She had only to let go of the tree with one hand and reach out to him.
She saw Bobby cowering, Bobby terrified at having failed to do some task way beyond his years and strength, Bobby called nothing but ‘that boy’ and forced to call his own grandfather ‘Mr Cross’.
‘Ann, for God’s sake—’
He was close enough for her to touch his fingertips. But she did not. And a moment later he was gone, swallowed up into the black water.
‘Dad!’ she screamed.
She let go with one arm and strained after him. The hungry current got her in its grip, tugged and sucked at her.
‘Dad!’
Frantically, she flailed about, trying to find him, to catch hold of him.
But it was too late.
July 1940
‘No MORE school, no more books, no more teacher’s dirty looks!’ Annie’s friend Gwen chanted as she danced along the road.
Annie followed with a heavy heart.
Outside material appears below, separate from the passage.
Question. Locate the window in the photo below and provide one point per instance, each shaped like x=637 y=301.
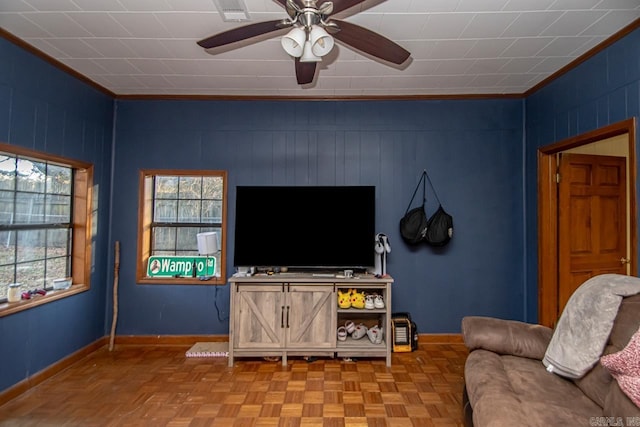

This was her last day of freedom, the last day she would walk towards home with Gwen, the last day of laughing and chatting to her friends at break time, the last—
‘Let’s go and look at the beach!’ Gwen called over her shoulder. Her freckled face was pink with excitement, her girlish plaits and her white ankle socks contrasting oddly with the woman’s figure beneath her cotton frock.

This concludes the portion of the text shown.